Tropical Storm Ophelia is delivering strong winds and rain early Saturday to the coasts of North Carolina and Virginia, where communities are now experiencing power outages as flood and storm surge threats persist.
The storm is expected to bring heavy rain across a large swath of the mid-Atlantic, from as far south as North Carolina and Virginia to Delaware and New York beginning early Saturday and continuing through the weekend.
But coastal areas in North Carolina are expected to bear the brunt of impacts as the expansive storm is poised to make landfall early Saturday, the National Hurricane Center said.
Centered about 55 miles south-southwest of Cape Lookout, North Carolina, Ophelia’s maximum sustained winds were near 70 mph, the hurricane center said Saturday at 2 a.m. ET. The storm was moving at about 12 mph, and it is expected to trek north along the East Coast over the weekend as it weakens after landfall.
Roughly 40,000 homes and businesses across North Carolina and Virginia had lost power by early Saturday, according to utility tracking site PowerOutage.us.
“The combination of a dangerous storm surge and the tide will cause normally dry areas near the coast to be flooded by rising waters moving inland from the shoreline,” the hurricane center warned.
TRACK THE STORM
• Hurricane watch: Areas north of Surf City, North Carolina, to Ocracoke Inlet are under a hurricane watch. The state also is under an emergency declaration.
• Storm surge threat: Storm surge watches and warnings are in effect from Surf City, North Carolina, to the Chesapeake Bay. A storm surge happens when strong winds cause water levels to rise and push water on-shore. Water levels began rising Friday night along some coastal areas in North Carolina.
• Dangerous flooding: Risk of flash flooding during overnight hours has increased for eastern North Carolina, according to the state’s emergency management department.
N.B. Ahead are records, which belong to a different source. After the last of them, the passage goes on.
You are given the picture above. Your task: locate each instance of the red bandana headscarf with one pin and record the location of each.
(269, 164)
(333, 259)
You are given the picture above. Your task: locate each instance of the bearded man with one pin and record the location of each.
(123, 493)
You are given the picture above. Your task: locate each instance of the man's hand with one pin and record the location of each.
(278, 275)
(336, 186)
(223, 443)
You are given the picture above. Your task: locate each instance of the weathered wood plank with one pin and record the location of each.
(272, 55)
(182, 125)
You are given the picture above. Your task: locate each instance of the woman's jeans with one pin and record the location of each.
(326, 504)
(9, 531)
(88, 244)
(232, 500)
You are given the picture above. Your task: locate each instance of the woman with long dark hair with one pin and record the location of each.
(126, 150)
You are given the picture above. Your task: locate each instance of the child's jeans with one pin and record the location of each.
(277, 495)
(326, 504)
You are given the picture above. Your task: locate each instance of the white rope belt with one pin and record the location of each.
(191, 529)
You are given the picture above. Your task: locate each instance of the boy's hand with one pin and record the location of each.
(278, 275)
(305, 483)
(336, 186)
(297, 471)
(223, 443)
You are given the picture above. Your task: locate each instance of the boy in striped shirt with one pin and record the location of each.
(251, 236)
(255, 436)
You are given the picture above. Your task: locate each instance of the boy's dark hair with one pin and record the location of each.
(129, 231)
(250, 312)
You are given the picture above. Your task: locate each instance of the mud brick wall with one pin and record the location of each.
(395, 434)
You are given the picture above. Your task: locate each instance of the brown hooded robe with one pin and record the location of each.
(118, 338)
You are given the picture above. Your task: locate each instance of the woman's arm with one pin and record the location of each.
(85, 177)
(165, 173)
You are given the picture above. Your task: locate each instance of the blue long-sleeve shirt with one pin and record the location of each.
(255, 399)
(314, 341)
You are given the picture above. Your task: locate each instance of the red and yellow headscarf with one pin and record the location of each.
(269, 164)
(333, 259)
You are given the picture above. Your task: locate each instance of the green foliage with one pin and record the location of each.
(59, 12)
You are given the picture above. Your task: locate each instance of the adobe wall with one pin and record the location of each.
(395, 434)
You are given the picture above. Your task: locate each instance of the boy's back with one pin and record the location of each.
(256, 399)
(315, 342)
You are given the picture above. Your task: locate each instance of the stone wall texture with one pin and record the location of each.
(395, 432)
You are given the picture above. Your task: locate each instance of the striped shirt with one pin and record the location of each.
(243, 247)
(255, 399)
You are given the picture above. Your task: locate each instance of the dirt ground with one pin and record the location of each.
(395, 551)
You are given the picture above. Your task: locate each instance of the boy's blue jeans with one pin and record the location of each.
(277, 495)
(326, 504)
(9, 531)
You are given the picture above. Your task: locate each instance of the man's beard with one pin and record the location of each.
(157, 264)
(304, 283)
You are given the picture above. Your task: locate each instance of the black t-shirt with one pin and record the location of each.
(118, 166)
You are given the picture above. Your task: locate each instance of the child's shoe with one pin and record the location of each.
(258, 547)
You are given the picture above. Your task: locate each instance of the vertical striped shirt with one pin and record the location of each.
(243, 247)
Storm surge is forecast along the Pamlico and Neuse Rivers, the department warned.
On Friday, communities along North Carolina’s coast had already begun seeing flooded roads. In coastal Cedar Island, water collected on Highway 12, though it was open and passable, the state transportation department said.
“But please don’t go out tonight unless you absolutely have to. There is sand and water on the roadway, and it’s dark and stormy,” the department said in a social media post.
Ophelia is on track to move across eastern North Carolina and then travel through southeastern Virginia, before heading further north across the Delmarva Peninsula Saturday and Sunday, the hurricane center said.
The storm’s strong winds could also knock out power in some places, particularly along the coast. Tropical-storm-force winds – between 39 and 73 mph – extend outward up to 300 miles from the Ophelia’s center, according to the hurricane center.
In Maryland, the governor declared an emergency due to the storm’s potential impacts.
“If you can avoid driving or being out during the storm please do so. We are expecting an extended period of strong winds, heavy rainfall, and elevated tides,” Maryland Gov. Wes Moore said.
As the storm threatens to bombard coastal areas with the worst of the winds and rain, some inland communities in southern New England will still see impacts.
“Heavy rainfall from this system could produce locally considerable flash, and urban flooding impacts across portions of the Mid-Atlantic states from North Carolina to New Jersey through Sunday,” the hurricane center said.
The storm could also bring dangerous surf and rip currents along East Coast through the weekend, the hurricane center warned.
One to 5 feet of surge is possible in some areas, particularly in inlets and rivers from around Surf City, North Carolina, to Manasquan Inlet on the New Jersey shore.